Por primera vez desde la Constitución de 1991 el voto en blanco llegó a los 808.291 votos. Sin embargo, frente a la votación general representa solamente el 4,20%, por lo que se convirtió en una expresión con poco peso.

En ese sentido, Enrique Serrano, profesor de Ciencia Política de la Universidad del Rosario, asegura que el voto en blanco no representa un factor importante en la lógica política colombiana, aunque su participación creció.

“Esto responde a que algunos votantes no se sentían identificados con ninguna de las dos opciones. Es natural que exista una dosis de personas que no están con los candidatos que pasan a segunda vuelta, debemos acostumbrarnos a eso. Aunque sabemos que esta casilla nunca va a ganar, puede que aumente su participación en próximas elecciones”.

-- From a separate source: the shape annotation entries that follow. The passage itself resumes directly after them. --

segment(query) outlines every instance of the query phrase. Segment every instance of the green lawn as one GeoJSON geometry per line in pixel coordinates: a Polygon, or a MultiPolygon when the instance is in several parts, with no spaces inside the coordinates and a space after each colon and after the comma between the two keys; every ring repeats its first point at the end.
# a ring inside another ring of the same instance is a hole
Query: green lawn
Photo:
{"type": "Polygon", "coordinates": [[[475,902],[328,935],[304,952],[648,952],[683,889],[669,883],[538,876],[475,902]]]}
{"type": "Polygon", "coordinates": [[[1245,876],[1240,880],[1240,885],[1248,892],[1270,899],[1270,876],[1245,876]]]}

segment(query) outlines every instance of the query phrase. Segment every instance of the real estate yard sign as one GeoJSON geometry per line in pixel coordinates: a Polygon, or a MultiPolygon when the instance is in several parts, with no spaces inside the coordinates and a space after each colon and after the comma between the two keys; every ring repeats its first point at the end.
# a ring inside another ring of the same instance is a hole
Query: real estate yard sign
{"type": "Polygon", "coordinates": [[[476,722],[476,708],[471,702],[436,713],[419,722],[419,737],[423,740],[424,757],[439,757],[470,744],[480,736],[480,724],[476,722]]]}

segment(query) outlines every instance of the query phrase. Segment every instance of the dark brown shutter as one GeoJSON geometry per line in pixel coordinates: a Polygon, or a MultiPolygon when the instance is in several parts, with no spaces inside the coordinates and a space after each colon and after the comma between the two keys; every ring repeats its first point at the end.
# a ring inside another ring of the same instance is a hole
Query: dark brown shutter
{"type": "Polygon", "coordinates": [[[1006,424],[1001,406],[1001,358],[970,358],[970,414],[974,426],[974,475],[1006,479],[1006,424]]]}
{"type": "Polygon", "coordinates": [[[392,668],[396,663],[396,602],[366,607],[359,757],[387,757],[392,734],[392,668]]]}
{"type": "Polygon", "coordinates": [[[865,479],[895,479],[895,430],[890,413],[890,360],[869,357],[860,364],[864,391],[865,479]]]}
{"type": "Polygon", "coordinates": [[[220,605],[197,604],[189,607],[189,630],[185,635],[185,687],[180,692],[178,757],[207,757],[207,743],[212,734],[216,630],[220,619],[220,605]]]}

Esta vez el blanco contó con el impulso de varios de los que no ganaron en primera vuelta. El primero en anunciar su negativa para apoyar a Gustavo Petro Iván Duque fue Humberto de la Calle, el excandidato del Partido Liberal, quien aseguró: “dije en serio que ninguna de las dos vías que se abren a los electores me parece óptima. Votar en blanco es simplemente una decisión coherente con mis afirmaciones”.

Por otro lado, Sergio Fajardo, la tercera mayor votación en la pasada primera vuelta, aseguró que “el voto en blanco permitirá mantener una independencia, respetuosa y constructiva, frente al Gobierno que venga. Será fundamental para reconciliar a Colombia en el largo plazo, así por un momento de campaña suscite algún insulto”. Además puntualizó que considera que ni Duque ni Petro “han mostrado un camino a una paz que permita unir” al país.

Si el voto en blanco ganaba en primera vuelta por la mitad más uno, la elección debía repetirse con otros candidatos. Sin embargo, ese escenario quedó invalidado y en esta segunda vuelta esa tercera casilla se convirtió en una expresión de inconformismo frente a quienes terminaron en la contienda final, pues, así hubera ganado no tendría ningún efecto.

En la pasada primera vuelta los votos en blanco fueron 341.087 (1,76%), una cifra menor frente a los 19 millones 636 mil 714 colombianos que asistieron a las urnas. Sin embargo, la opción no puede ser desechada. En la Ley 1475 (reglamentación de la reforma política) el voto en blanco es una expresión “de disentimiento, abstención o inconformidad, con efectos políticos”, es decir, una manera de protestar.

La casilla del voto en blanco nunca ha obtenido grandes votaciones, por ejemplo, en la primera vuelta de 2010 logró 223.977 votos (1.54%). En segunda, pese a que creció , solo alcanzó 445.440 (3.41%).

En el 2014, esta votación aumentó pero siguió siendo baja, en primera vuelta obtuvo 740.496 votos (6.03% del total) y en segunda 619. 396 escaños (4.03% del total).

Patricia Muñoz Yi, analista en Ciencias Políticas de la Universidad Javeriana, asegura que “pese a que es una casilla sin ningún efecto jurídico, es un voto simbólico de protesta para enviar un mensaje: ninguna de las dos opciones me gusta. Considero que siempre será importante que los ciudadanos tengan la posibilidad de manifestarse y no necesariamente por un candidato”.

Agrega que pese a no tener efecto, es válido que votar en blanco tenga un efecto “sin embargo, si tenemos en cuenta los registros históricos este tipo de voto nunca ha tenido la capacidad de hacer repetir el proceso electoral como dice la norma, pero el hecho de que no haya pasado no quiere decir que no tenga un valor para el ciudadano que busca opciones diferentes”.

Durante la campaña y luego de la primera vuelta no hicieron falta las voces que pedían eliminar la casilla del voto en blanco del tarjetón. El magistrado del Consejo Nacional Electoral, Armando Novoa, planteó ante la entidad eliminar esta opción por no tener ningún mandato, según dijo, el artículo 258 de la Constitución dice que en caso de que ningún candidato obtenga la mayoría en primera vuelta se hará “una nueva votación (…) en la que sólo participarán los dos candidatos que hubieren obtenido las más altas votaciones”.

Las urnas ya dictaron la última palabra, aunque el voto en blanco obtuvo un resultado alto frente a otras elecciones, los 808.368 sufragios no resultan significativos frente a los más de 18 millones que se definieron entre Duque y Petro. No obstante, el blanco refleja un planteamiento democrático a tener en cuenta.